Polar Area Between Curves — Theory
1. Area in polar coordinates
A polar curve is written as
\[
r=f(\theta).
\]
The area swept out from \(\theta=a\) to \(\theta=b\) is
\[
A=\frac12\int_a^b r^2\,d\theta.
\]
The factor \(\frac12\) comes from the area of a thin circular sector.
2. Area between two polar curves
For two polar curves
\[
r_1=f(\theta),
\qquad
r_2=g(\theta),
\]
the area between them is
\[
A=\frac12\int_a^b
\left|r_1^2-r_2^2\right|
\,d\theta.
\]
The absolute value is useful when the outer curve changes inside the interval.
3. Outside curve minus inside curve
If one curve is known to be outside the other for the whole interval, then the formula becomes
\[
A=\frac12\int_a^b
\left(r_{\text{outer}}^2-r_{\text{inner}}^2\right)
\,d\theta.
\]
This is often the simplest form when the curves do not cross inside the interval.

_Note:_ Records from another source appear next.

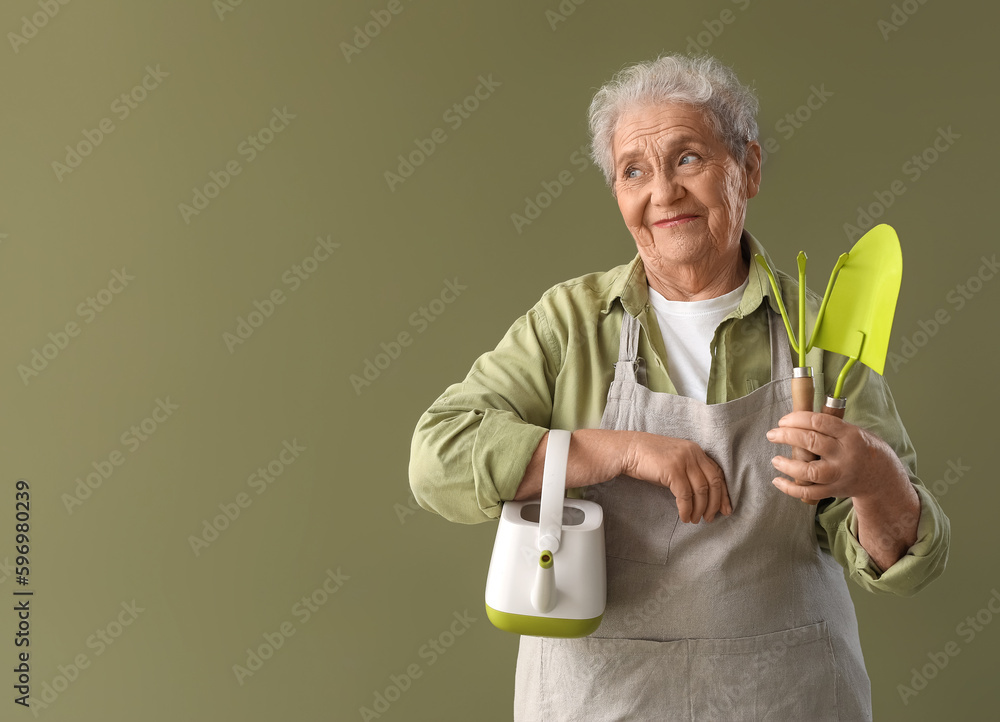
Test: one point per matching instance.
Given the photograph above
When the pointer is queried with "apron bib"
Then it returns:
(745, 618)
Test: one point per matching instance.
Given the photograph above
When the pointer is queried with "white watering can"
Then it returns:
(547, 574)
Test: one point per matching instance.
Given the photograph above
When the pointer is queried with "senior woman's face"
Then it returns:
(681, 194)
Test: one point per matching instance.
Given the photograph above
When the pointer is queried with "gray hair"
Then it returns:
(730, 108)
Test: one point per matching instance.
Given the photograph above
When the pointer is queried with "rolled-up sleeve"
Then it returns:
(471, 447)
(870, 406)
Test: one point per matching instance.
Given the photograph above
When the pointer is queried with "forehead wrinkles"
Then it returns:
(656, 136)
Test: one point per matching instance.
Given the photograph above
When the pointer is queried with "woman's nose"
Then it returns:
(666, 189)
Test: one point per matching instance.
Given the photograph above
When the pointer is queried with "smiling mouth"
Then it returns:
(675, 220)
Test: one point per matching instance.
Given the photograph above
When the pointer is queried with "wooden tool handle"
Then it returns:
(835, 406)
(802, 400)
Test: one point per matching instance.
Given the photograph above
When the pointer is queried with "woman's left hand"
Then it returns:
(852, 462)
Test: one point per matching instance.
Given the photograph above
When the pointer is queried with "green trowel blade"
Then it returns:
(863, 299)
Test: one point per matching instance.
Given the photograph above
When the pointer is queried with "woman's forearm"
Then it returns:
(595, 456)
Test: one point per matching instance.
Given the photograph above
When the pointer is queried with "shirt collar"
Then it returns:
(631, 286)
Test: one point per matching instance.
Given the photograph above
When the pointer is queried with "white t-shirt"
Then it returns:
(688, 328)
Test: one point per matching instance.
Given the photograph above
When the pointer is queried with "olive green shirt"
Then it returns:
(553, 370)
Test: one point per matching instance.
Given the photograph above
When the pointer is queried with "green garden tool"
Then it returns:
(855, 319)
(802, 376)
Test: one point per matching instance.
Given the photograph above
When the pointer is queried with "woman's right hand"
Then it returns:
(696, 481)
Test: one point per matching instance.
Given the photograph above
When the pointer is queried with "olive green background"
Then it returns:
(344, 504)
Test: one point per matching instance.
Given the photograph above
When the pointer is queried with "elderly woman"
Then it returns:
(726, 593)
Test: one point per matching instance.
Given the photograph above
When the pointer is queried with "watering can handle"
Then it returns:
(553, 490)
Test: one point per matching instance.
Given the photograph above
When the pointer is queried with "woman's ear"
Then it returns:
(752, 168)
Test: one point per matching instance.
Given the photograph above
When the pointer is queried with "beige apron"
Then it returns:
(745, 618)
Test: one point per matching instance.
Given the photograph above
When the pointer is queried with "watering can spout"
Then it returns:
(543, 593)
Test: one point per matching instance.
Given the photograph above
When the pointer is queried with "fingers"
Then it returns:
(718, 493)
(700, 492)
(805, 437)
(817, 492)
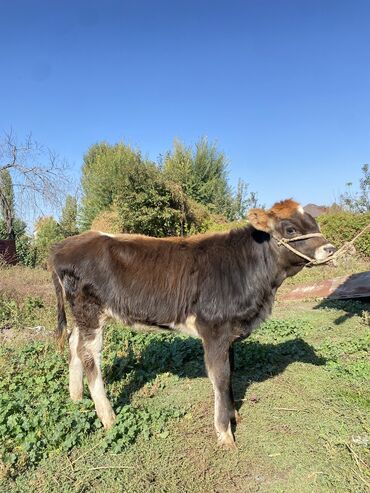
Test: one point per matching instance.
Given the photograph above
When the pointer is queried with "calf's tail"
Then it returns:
(61, 330)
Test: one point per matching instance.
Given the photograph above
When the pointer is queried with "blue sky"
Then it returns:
(283, 86)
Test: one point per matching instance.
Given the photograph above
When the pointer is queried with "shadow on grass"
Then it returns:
(351, 307)
(254, 362)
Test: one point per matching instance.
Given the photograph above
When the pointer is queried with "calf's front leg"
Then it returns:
(216, 352)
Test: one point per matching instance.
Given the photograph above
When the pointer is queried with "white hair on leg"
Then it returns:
(96, 385)
(75, 368)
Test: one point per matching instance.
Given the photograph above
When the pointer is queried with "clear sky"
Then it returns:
(283, 86)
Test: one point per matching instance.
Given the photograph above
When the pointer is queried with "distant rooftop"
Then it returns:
(315, 210)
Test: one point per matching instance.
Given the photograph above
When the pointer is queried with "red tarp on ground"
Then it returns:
(353, 286)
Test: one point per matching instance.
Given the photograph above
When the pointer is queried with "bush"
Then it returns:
(48, 233)
(148, 204)
(107, 221)
(218, 227)
(342, 227)
(26, 252)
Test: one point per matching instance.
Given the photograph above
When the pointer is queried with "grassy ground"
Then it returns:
(302, 384)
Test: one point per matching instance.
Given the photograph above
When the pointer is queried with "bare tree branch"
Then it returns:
(38, 174)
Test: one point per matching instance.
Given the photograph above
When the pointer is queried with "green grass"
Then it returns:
(302, 384)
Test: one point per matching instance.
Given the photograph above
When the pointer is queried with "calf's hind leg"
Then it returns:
(216, 352)
(89, 351)
(75, 367)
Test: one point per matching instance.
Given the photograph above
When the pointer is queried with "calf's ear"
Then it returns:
(261, 220)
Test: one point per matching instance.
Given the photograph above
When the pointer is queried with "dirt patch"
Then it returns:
(19, 282)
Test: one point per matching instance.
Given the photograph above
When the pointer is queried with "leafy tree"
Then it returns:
(68, 222)
(202, 173)
(148, 203)
(358, 201)
(102, 171)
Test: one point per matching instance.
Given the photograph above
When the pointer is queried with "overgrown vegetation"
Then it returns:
(341, 227)
(301, 381)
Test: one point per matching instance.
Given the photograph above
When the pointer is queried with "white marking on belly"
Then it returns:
(106, 234)
(189, 327)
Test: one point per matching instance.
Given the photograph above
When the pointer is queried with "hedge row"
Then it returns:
(342, 227)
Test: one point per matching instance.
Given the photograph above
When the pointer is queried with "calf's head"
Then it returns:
(287, 220)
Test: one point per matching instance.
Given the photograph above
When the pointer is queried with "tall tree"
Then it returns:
(36, 173)
(7, 203)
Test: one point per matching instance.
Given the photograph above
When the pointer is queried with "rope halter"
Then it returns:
(311, 261)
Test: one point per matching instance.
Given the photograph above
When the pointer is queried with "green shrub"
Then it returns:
(215, 227)
(342, 227)
(48, 233)
(26, 252)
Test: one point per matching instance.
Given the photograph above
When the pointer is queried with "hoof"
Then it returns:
(108, 421)
(226, 439)
(76, 396)
(236, 418)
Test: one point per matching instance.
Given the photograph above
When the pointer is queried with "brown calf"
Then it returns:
(218, 287)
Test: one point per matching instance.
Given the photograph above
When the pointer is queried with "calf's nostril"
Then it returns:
(330, 249)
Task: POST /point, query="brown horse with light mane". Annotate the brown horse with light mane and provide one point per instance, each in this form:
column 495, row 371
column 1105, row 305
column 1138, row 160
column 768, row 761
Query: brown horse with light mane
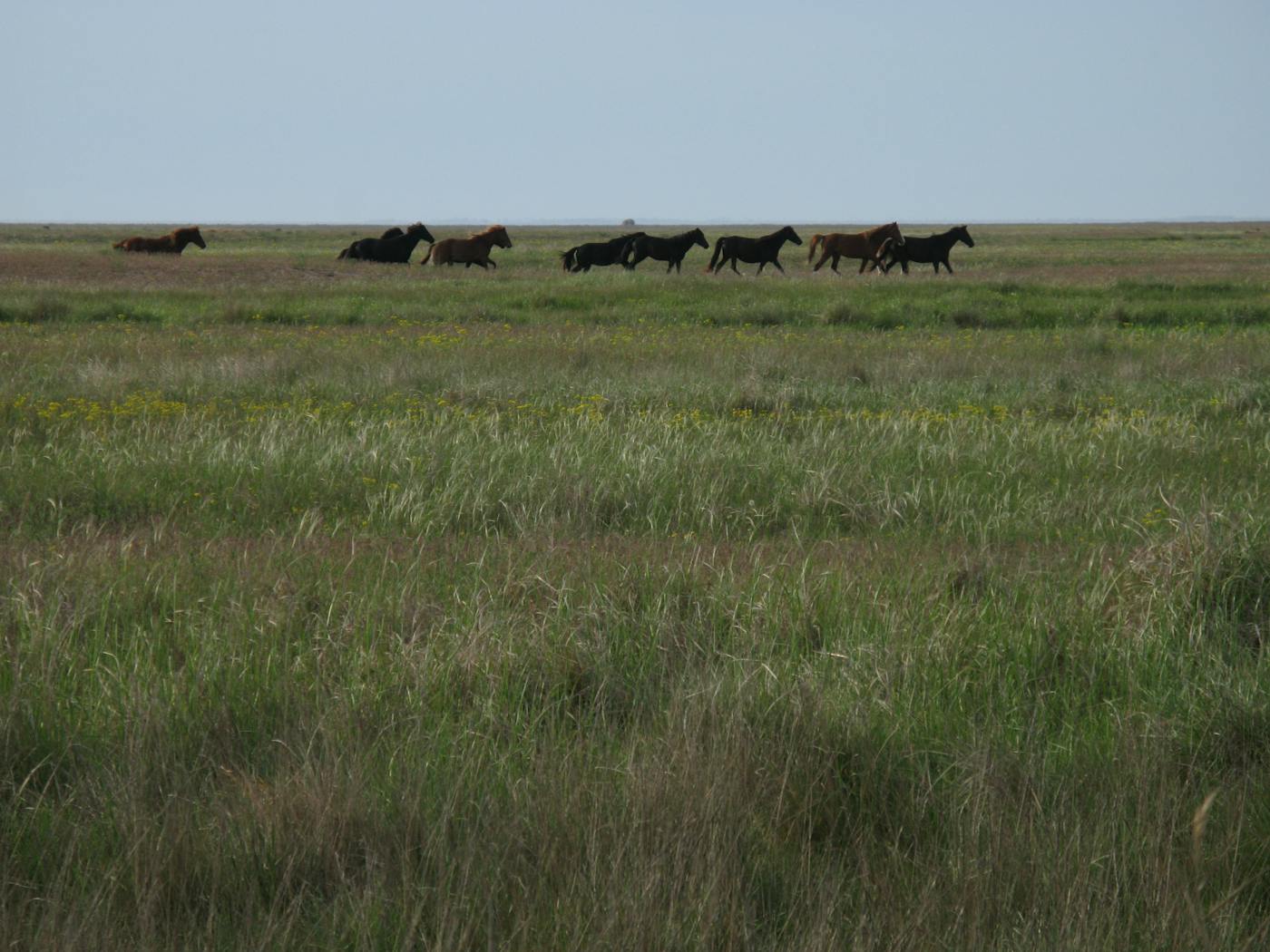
column 171, row 244
column 470, row 250
column 865, row 245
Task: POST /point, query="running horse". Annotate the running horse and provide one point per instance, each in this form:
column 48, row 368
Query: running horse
column 597, row 254
column 669, row 250
column 927, row 250
column 470, row 250
column 171, row 244
column 865, row 245
column 732, row 248
column 390, row 250
column 390, row 232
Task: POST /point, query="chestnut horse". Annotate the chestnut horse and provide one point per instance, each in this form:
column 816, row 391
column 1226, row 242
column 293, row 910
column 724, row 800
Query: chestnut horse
column 470, row 250
column 764, row 250
column 391, row 232
column 927, row 250
column 169, row 244
column 865, row 245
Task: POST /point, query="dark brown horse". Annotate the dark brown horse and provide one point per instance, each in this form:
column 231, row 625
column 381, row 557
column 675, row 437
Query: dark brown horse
column 470, row 250
column 669, row 250
column 391, row 232
column 390, row 250
column 597, row 254
column 865, row 245
column 171, row 244
column 732, row 248
column 927, row 250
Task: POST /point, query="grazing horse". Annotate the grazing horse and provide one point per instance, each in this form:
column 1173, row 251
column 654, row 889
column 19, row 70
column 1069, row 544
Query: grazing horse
column 470, row 250
column 390, row 250
column 349, row 253
column 927, row 250
column 764, row 250
column 171, row 244
column 669, row 250
column 597, row 254
column 865, row 245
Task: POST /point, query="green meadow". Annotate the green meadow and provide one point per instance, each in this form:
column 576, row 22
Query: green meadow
column 375, row 607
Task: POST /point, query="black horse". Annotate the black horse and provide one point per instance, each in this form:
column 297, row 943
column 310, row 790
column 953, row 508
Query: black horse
column 732, row 248
column 391, row 232
column 669, row 250
column 927, row 250
column 599, row 254
column 393, row 249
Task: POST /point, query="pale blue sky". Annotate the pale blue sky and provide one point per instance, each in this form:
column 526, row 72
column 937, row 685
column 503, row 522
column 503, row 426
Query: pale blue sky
column 370, row 111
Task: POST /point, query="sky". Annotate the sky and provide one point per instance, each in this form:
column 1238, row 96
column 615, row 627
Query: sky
column 789, row 111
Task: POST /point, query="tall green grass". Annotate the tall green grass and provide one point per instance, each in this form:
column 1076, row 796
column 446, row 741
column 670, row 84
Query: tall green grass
column 637, row 631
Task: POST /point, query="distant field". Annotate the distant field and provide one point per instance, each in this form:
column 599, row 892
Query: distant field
column 353, row 606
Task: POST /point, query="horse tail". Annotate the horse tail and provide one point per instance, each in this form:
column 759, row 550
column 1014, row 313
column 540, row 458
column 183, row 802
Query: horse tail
column 717, row 256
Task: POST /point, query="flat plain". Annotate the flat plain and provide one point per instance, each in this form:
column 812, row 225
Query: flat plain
column 356, row 606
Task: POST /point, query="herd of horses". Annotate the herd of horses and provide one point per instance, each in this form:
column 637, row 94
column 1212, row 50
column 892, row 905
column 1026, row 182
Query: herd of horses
column 876, row 249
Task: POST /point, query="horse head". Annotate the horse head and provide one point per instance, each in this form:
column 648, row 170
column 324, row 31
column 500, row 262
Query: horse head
column 421, row 231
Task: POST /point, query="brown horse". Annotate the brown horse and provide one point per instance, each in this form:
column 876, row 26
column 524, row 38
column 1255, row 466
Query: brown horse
column 865, row 245
column 470, row 250
column 171, row 244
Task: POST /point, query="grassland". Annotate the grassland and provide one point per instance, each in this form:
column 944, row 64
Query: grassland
column 370, row 607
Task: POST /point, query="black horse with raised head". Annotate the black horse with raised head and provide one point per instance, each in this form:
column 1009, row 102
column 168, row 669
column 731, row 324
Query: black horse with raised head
column 762, row 250
column 933, row 249
column 391, row 248
column 597, row 254
column 669, row 250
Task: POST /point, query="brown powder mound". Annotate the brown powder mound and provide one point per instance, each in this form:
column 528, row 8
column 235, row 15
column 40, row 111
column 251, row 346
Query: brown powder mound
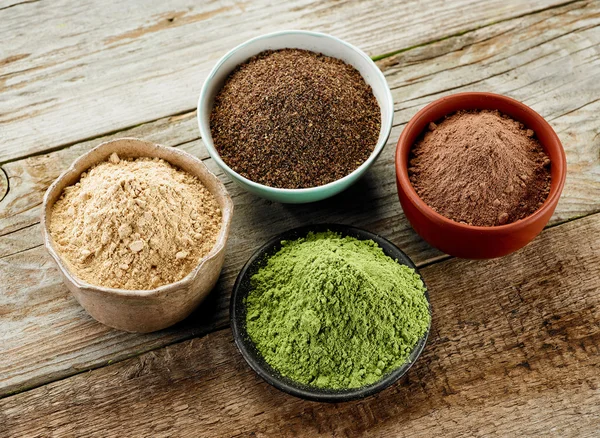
column 294, row 119
column 480, row 168
column 134, row 223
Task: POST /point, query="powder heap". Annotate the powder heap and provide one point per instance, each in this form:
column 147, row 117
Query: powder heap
column 134, row 224
column 335, row 312
column 294, row 119
column 480, row 168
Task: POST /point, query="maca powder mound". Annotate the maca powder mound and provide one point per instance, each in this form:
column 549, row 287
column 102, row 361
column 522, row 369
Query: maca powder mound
column 480, row 168
column 134, row 223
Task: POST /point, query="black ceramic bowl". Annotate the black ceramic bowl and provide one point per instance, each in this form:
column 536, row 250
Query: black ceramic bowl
column 253, row 356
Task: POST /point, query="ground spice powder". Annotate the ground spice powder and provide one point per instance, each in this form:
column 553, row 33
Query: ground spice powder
column 134, row 223
column 480, row 168
column 294, row 119
column 335, row 312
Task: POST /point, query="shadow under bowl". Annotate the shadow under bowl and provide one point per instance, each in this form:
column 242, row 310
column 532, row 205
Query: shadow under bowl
column 467, row 241
column 254, row 358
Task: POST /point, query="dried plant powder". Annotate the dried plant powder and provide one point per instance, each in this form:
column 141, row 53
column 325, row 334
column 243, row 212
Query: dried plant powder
column 134, row 223
column 481, row 168
column 335, row 312
column 294, row 119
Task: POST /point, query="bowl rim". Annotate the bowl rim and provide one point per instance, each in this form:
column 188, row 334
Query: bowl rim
column 226, row 215
column 404, row 181
column 246, row 346
column 205, row 127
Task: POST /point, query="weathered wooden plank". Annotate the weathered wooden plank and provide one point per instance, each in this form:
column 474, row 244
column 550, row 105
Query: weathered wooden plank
column 104, row 66
column 78, row 343
column 513, row 351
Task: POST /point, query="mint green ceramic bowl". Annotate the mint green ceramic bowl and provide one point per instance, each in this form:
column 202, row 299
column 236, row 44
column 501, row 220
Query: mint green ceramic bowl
column 317, row 42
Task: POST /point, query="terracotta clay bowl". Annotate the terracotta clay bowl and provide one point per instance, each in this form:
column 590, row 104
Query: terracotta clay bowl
column 143, row 311
column 237, row 314
column 472, row 241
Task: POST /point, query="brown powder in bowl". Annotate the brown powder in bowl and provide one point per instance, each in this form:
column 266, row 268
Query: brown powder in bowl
column 294, row 119
column 480, row 168
column 134, row 223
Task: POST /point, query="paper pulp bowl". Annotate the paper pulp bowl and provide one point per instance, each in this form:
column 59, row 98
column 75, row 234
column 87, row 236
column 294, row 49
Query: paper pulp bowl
column 316, row 42
column 143, row 311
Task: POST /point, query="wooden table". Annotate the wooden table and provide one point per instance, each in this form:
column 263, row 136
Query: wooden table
column 515, row 342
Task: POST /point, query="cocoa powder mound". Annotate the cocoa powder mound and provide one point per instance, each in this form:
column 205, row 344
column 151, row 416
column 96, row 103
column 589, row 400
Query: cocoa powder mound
column 481, row 168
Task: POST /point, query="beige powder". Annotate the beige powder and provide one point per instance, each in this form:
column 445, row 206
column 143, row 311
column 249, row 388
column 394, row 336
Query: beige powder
column 134, row 224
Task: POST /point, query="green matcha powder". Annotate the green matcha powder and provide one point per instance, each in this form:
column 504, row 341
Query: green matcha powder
column 335, row 312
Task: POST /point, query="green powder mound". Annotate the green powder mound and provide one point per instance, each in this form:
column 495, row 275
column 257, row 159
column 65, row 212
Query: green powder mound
column 335, row 312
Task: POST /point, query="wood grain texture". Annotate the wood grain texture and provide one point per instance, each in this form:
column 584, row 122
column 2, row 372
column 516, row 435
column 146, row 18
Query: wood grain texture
column 35, row 306
column 513, row 351
column 104, row 66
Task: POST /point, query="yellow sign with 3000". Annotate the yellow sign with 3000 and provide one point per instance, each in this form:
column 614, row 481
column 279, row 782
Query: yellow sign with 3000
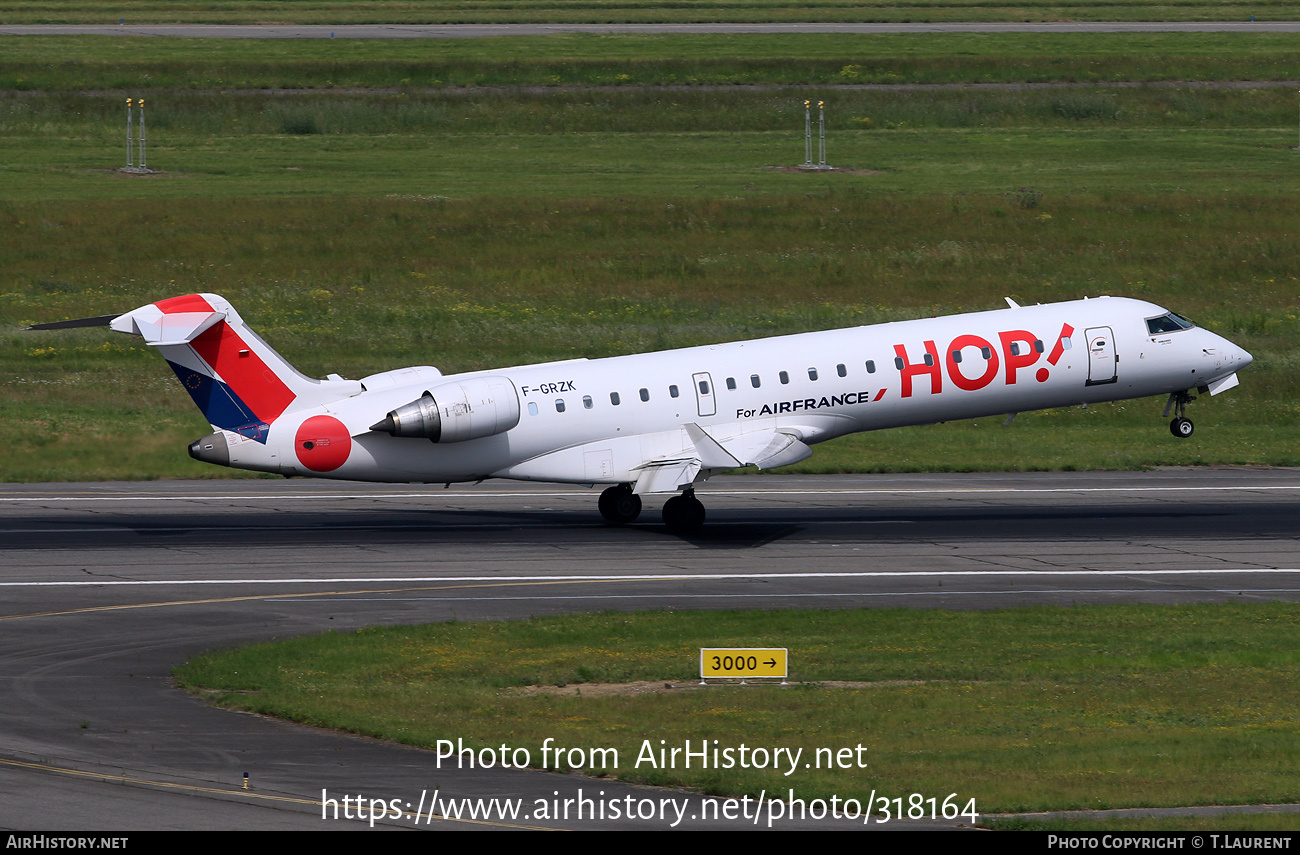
column 742, row 662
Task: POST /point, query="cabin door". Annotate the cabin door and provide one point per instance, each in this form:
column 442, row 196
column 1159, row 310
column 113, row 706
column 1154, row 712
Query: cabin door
column 703, row 394
column 1103, row 360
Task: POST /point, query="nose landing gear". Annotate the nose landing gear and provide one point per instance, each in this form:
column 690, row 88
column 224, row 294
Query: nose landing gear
column 1182, row 425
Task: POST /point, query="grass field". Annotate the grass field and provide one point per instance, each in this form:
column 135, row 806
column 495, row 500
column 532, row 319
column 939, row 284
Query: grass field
column 648, row 11
column 160, row 64
column 1054, row 708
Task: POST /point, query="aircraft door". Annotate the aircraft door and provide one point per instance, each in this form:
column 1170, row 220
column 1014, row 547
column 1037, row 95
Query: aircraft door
column 705, row 394
column 1103, row 360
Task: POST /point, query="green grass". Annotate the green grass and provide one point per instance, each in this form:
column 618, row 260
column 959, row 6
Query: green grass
column 362, row 285
column 157, row 64
column 1054, row 708
column 602, row 11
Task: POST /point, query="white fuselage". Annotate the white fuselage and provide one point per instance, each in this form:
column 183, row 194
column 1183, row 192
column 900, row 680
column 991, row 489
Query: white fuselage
column 602, row 421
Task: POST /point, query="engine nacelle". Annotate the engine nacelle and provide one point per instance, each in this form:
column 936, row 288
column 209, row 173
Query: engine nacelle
column 455, row 412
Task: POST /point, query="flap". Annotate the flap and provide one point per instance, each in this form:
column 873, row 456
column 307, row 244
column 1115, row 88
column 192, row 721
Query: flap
column 762, row 448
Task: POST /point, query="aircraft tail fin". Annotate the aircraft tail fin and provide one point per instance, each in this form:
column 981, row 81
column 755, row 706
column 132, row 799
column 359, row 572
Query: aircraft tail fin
column 238, row 381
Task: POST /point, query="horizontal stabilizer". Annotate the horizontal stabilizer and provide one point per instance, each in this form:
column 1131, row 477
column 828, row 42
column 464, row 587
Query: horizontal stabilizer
column 103, row 320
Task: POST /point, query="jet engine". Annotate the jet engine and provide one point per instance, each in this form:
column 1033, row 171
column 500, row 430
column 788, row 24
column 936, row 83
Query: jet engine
column 455, row 412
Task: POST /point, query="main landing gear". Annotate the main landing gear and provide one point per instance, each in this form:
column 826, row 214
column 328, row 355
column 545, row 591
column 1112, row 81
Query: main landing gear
column 1182, row 425
column 683, row 515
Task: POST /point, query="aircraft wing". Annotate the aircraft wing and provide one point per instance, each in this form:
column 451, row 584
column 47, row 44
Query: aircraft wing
column 763, row 448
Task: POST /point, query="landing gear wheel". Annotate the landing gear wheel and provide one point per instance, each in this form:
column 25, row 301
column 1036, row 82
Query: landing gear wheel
column 684, row 513
column 619, row 504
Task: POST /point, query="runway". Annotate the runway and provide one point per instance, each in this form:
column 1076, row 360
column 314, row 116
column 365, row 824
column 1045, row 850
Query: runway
column 107, row 586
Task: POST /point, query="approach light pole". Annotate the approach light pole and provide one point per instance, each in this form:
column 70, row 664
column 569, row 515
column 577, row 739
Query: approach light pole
column 807, row 134
column 143, row 168
column 820, row 109
column 1296, row 148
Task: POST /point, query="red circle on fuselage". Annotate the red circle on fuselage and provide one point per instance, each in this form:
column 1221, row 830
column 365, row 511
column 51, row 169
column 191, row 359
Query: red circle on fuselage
column 323, row 443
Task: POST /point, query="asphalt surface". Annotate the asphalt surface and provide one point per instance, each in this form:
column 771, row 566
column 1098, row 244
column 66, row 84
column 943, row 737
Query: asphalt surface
column 107, row 586
column 484, row 30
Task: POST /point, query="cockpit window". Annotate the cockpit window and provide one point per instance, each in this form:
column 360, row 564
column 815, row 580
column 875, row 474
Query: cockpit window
column 1169, row 322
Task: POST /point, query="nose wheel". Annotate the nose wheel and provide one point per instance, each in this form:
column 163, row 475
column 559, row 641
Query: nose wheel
column 1182, row 425
column 684, row 513
column 619, row 504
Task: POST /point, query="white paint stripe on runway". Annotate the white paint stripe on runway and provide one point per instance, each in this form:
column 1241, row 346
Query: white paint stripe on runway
column 648, row 577
column 783, row 595
column 575, row 494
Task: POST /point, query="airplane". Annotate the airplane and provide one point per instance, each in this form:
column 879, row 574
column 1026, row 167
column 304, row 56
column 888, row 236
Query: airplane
column 663, row 422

4. Why squared radii appear
A small sector with radius \(r\) and angle width \(d\theta\) has area
\[
dA=\frac12r^2\,d\theta.
\]
Therefore, the area between two polar curves depends on \(r_1^2-r_2^2\), not simply on \(r_1-r_2\).
5. Intersection points
Intersections help decide where one curve becomes outside the other. A practical polar-area check is
\[
r_1(\theta)^2=r_2(\theta)^2.
\]
This catches both \(r_1=r_2\) and \(r_1=-r_2\), which matters because negative polar radii can represent
points across the pole.
6. Example: circle and rose curve
Suppose
\[
r_1=2,
\qquad
r_2=3\sin\theta.
\]
On a chosen interval, the area between the curves is
\[
A=\frac12\int_a^b
\left|2^2-\left(3\sin\theta\right)^2\right|
\,d\theta.
\]
Intersections occur where
\[
4=9\sin^2\theta.
\]
7. Converting polar points to graph points
The graph is drawn in the Cartesian plane using
\[
x=r\cos\theta,
\qquad
y=r\sin\theta.
\]
This lets the shaded polar region be displayed on an ordinary \(x\)-\(y\) graph.
8. Units on graph axes
If radius is measured in meters, then both Cartesian coordinates are also measured in meters:
\[
x\;(\mathrm{m}),
\qquad
y\;(\mathrm{m}).
\]
Area is then measured in square meters:
\[
A\;(\mathrm{m}^2).
\]
The calculator includes a distance-unit field and automatically reports area in the squared unit.
9. Numerical integration
Many polar-curve area problems cannot be integrated easily by hand. Numerical integration estimates the area
by sampling the integrand
\[
\frac12\left|r_1^2-r_2^2\right|.
\]
This calculator compares trapezoid and Simpson estimates.
10. Simpson rule
Simpson rule is often accurate for smooth functions. It combines sampled values in the pattern
\[
A\approx
\frac{\Delta\theta}{3}
\left[
f_0+4f_1+2f_2+4f_3+\cdots+f_n
\right].
\]
It requires an even number of subintervals and finite sampled values.
11. Trapezoid rule
The trapezoid rule uses straight-line segments between sampled values:
\[
A\approx
\frac{\Delta\theta}{2}
\left[
f_0+2f_1+2f_2+\cdots+f_n
\right].
\]
It is also useful as a fallback when some samples are invalid or the curves behave sharply.
13. Common mistakes
- Forgetting the factor \(\frac12\): polar area uses \(\frac12r^2\), not just \(r^2\).
- Subtracting radii instead of squared radii: use \(r_1^2-r_2^2\), not \(r_1-r_2\).
- Ignoring intersections: if curves cross, the outside curve may change.
- Using degrees accidentally: polar integrals use radians.
- Ignoring negative radii: negative \(r\) can place points across the pole.
- Dropping units: graph axes use distance units, and area uses squared units.